US Protectionism Tops TPP Demise as Threat to APAC Growth

The rising possibility that the US will shift towards trade protectionism – beyond the likely collapse of the Trans-Pacific Partnership (TPP) – has become a credible downside risk to the economic outlook for the Asia-Pacific (APAC) region, says Fitch Ratings.

There is a growing risk that APAC economies will be negatively affected by a US shift toward trade protectionism. President Donald Trump has threatened to label China a currency manipulator and to place large tariffs on Chinese imports, and has criticised the US-Korea FTA. Some Republicans are also pushing for tax reforms that would impose a levy on US imports from all countries. Fitch would expect China to respond with counter-measures including, but not necessarily limited to, tariffs on US imports. A ‘trade war’ would have adverse spillovers for APAC economies, particularly those that are closely connected to regional supply chains and that are most dependent on exports.

We believe this could potentially be more relevant to the APAC economic outlook than US withdrawal from TPP. The TPP, had it been implemented, would have set important foundations for economic integration in APAC, and delivered a significant long-term boost to some economies. That said, US Congressional approval of the TPP was unlikely even before President Trump’s formal withdrawal this week; TPP was not directly factored into Fitch’s baseline growth forecasts or ratings. We also did not view the agreement as a potential game-changer for members’ short-term economic prospects.

The TPP would have lowered tariffs among its 12 member countries. It also aimed to address other wide-ranging barriers to trade by setting rules governing intellectual property rights, business competition policies – including those related to state-owned enterprises and public procurement policies – and labour standards. The TPP therefore had the potential to help drive structural reforms that could have raised productivity and lifted foreign investment in a number of economies, particularly those with weaker business environments.

Various studies suggested that Vietnam would have been among the biggest beneficiaries of TPP. One study by the US-based Peterson Institute estimates that it would have delivered an 8% boost to Vietnam’s GDP by 2030 – relative to the baseline.

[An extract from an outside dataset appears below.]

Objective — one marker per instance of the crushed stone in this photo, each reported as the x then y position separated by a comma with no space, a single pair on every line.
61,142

Malaysia and Singapore were also expected to be significant beneficiaries – because of their export exposure to TPP members – while Japan was expected to benefit from the agreement serving as a catalyst for domestic structural reform, particularly in the agricultural sector, under the third arrow of Abenomics.

Member countries will miss out on potential benefits, but non-participants will be spared the potentially damaging effects that could have ensued from trade and investment being diverted to TPP participants. China, Indonesia, the Philippines and Thailand were notable non-participants in APAC, although some may have come under pressure to join later on (Indonesia had recently signalled an eagerness to join at TPP’s outset).

China is pushing its own Regional Comprehensive Economic Partnership (RCEP) as an alternative to the TPP. However, of the other participants – ASEAN, Japan, India and Korea – ASEAN and Korea already have free trade agreements (FTA) with China. Moreover, with its narrow focus on tariffs, the RCEP is unlikely to be the catalyst for structural reform that TPP could have been. Furthermore, it is unclear to what extent RCEP, without the participation of the US and its strong import demand, can replicate the same boost to regional economic growth prospects that was expected under TPP.